For a clean, well-documented AEWV application, the process is largely administrative. The steps are sequential and clearly defined: accreditation, Job Check, visa application. The documents required are specified. The wage thresholds are published. The NOL skill level for your occupation can be looked up.

An LIA becomes most useful when something does not fit neatly into the published framework — when there is a judgement call involved. For a straightforward case, the risk you are paying to avoid is mostly the risk of making a procedural error due to unfamiliarity with the process.

A comprehensive guide that translates the official INZ documentation into practical, sequenced steps with document checklists can achieve the same outcome for a small fraction of the cost — provided the applicant's case has no genuine complexity. The New Zealand Accredited Employer Work Visa Guide is built around this gap: it gives you the depth of procedural knowledge that prevents avoidable errors, while being honest about the types of situations that genuinely warrant professional advice.

The critical test before deciding: does your application involve any of the complexity categories above? If not, and your qualification evidence, work history, and employer's business are clean and clear, the case for a NZD $3,000 LIA fee on top of NZD $3,000 in government and ancillary costs is primarily about peace of mind — not necessity.

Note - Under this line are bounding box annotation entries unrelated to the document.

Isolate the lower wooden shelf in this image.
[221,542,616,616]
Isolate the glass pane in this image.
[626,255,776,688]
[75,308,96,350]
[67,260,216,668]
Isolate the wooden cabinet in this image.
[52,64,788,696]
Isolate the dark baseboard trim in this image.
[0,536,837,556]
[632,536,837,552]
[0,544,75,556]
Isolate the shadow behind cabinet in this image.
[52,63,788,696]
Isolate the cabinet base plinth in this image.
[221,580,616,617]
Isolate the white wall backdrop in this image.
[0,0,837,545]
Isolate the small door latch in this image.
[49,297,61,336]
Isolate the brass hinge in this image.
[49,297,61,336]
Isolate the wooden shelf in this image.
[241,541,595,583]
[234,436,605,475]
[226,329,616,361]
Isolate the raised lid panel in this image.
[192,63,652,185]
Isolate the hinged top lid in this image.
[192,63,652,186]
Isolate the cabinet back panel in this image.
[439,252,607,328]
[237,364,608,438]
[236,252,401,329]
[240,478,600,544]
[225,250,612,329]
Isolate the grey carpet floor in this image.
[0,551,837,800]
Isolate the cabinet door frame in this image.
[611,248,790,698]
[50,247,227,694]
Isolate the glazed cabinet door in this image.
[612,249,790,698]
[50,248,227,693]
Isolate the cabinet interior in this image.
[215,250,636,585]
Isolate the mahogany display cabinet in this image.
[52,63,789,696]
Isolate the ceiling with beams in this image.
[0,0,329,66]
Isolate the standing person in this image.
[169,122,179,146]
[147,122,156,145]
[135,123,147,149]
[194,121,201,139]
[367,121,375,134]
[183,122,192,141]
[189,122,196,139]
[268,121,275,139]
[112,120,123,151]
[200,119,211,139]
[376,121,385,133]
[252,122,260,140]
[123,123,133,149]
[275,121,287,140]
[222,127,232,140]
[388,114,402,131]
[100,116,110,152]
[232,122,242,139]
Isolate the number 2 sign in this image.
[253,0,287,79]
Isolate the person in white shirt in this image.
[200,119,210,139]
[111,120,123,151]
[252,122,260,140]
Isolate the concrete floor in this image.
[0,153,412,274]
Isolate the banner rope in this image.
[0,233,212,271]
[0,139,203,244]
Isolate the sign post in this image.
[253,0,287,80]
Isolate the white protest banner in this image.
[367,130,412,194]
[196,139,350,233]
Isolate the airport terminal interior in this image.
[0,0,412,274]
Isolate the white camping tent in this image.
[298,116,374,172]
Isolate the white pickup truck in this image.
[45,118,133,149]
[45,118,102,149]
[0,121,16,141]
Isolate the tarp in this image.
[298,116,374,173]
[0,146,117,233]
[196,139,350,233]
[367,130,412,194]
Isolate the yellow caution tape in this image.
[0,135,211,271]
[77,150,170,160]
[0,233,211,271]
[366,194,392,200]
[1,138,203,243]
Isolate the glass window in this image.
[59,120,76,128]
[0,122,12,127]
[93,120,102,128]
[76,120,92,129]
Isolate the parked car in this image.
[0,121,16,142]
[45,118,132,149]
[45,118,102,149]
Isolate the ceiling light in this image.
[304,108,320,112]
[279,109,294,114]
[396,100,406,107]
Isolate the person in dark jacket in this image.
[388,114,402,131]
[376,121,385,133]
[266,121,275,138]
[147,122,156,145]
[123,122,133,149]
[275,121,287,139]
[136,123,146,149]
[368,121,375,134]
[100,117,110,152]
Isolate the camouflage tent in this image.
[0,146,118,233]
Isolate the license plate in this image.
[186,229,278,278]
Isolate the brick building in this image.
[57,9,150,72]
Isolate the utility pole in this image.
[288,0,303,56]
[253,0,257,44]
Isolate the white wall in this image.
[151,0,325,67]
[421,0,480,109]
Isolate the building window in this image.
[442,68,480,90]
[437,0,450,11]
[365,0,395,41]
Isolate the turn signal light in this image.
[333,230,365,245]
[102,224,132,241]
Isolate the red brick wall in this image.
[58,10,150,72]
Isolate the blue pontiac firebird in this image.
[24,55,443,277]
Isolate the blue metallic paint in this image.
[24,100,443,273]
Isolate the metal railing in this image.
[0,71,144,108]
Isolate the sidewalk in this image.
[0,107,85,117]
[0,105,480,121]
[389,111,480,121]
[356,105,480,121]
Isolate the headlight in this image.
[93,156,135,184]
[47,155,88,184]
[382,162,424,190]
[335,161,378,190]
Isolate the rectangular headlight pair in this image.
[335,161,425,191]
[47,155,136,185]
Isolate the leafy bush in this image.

The INZ Website: What It Tells You and What It Doesn't

A common objection to guides and LIAs alike is that the INZ website explains everything for free. This is partially true. The INZ website is comprehensive on the law — what the rules are. It is much less useful on how those rules apply to real documents, real employment agreements, and real businesses.

The website does not tell you that the phrase "between 40 and 50 hours per week" in an employment agreement causes INZ to calculate your hourly rate at 50 hours, potentially putting you below a wage threshold even though your actual pay is adequate. It does not explain what makes an employment certificate sufficient versus insufficient evidence of work experience. It does not describe what a well-structured PPI response looks like.

This translation layer — from "what the law says" to "how INZ applies it to your documents" — is where both LIAs and good guides add value. The question is whether you need the NZD $3,000 version or the NZD $47 version of that translation. For most straightforward applicants, the answer is the latter.